Designing the clinical trial of RB-190

Based on feedback from Parkinson’s experts in Australia and the feedback from the meeting with scientific leadership at the Michael J. Fox Foundation, we’re carefully reviewing the clinical trial protocol. We’re reorganizing several sections to make them clearer. We’re beefing up the section on how the data will be analyzed. And we’re updating several sections to make them relevant to Australia (for example, we’re changing the listed drugs allowed and disallowed from those approved in the US to those approved in Australia).

There can be no idea, procedure or word that is not intentional. Instructions need to be written to eliminate misinterpretation. This process requires attention to all the details.

As I go through this process, which includes review of our data analysis plan, I am reminded about how many different factors need to be considered. Let me provide an example. I’ll warn you – this is going to get technical.

You may recall my dubious view of GLP-1 agonist drugs as treatment for Parkinson’s (the drugs developed to treat diabetes that are in the news as weight loss treatments).

It’s not that I disagree with the science that led people to study the effects of these drugs for Parkinson's, but rather, how the clinical trial data were interpreted. Phase 2 trials showed that the people enrolled in the study did not feel differently (this is based on the standard questionnaire study subjects complete in a clinical trial called the MDS-UPDRS-Part II), even though the doctors did see some improvement (MDS-UPDRS-Part III). That distinction is important because to use a drug, I believe it needs to improve how patients feel, lower their risk of complications or keep them alive longer. The MDS-UPDRS-Part III result represents none of those things. So I was not bullish on the therapy.

This weekend I was reading about GLP-1 agonists and learned that a consistent effect of these drugs is to slow the movement of food and drugs through the stomach and intestines. Slower transit in the intestines means that oral therapies could be absorbed slower and perhaps have more absorbed. This effect on digestion would change how levodopa is absorbed. Brain levels of levodopa - and therefore dopamine - could have lower peaks and it could take longer before the levels drop off.
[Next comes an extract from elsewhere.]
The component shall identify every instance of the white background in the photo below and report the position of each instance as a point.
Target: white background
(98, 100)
This could result in less side effects and not as much wearing off of the effects of the drug, both of which would be good outcomes.
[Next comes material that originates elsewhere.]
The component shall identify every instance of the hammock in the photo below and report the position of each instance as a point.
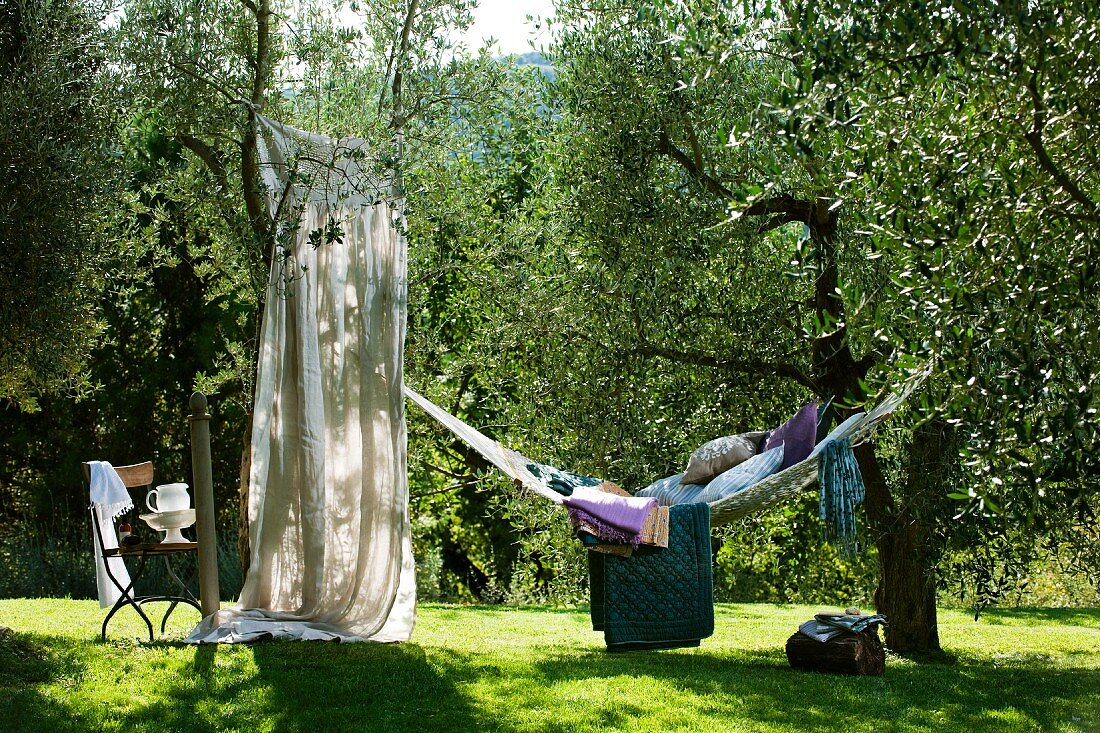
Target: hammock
(760, 495)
While much is written about the potential benefits of GLP-1 agonists in the brain, perhaps the improvement in questionnaire scores measured during off time is a reflection of this delayed/prolonged absorption of oral levodopa caused by GLP-1 agonists slowing its movement through the stomach and intestines.

I reviewed the publication of one study's protocol (for Exenatide-PD3). It does not record food intake amount, composition or timing. The study design does not seem to include measurement of blood levels of levodopa to see if the study drug does affect levodopa as I conjecture here. If I were to get involved with a new trial of a GLP-1 agonist in Parkinson’s, I’d want to be sure it collected such information or alternatively, require subcutaneously administered levodopa instead of oral administration, which would eliminate any possible interaction between the GLP-1 agonist and levodopa.

(I realize that study design papers such as this one are not as complete as the entire study protocol, so the study could have guided investigators to consider this viewpoint. But if so, it would make sense to report about it when reporting the trial results.)

With this diversion complete, I am heading back to the details of the RB-190 trial protocol so we can continue preparing our resubmission to the Fox Foundation and to share with colleagues in Australia prior to submitting it for permission to launch the trial.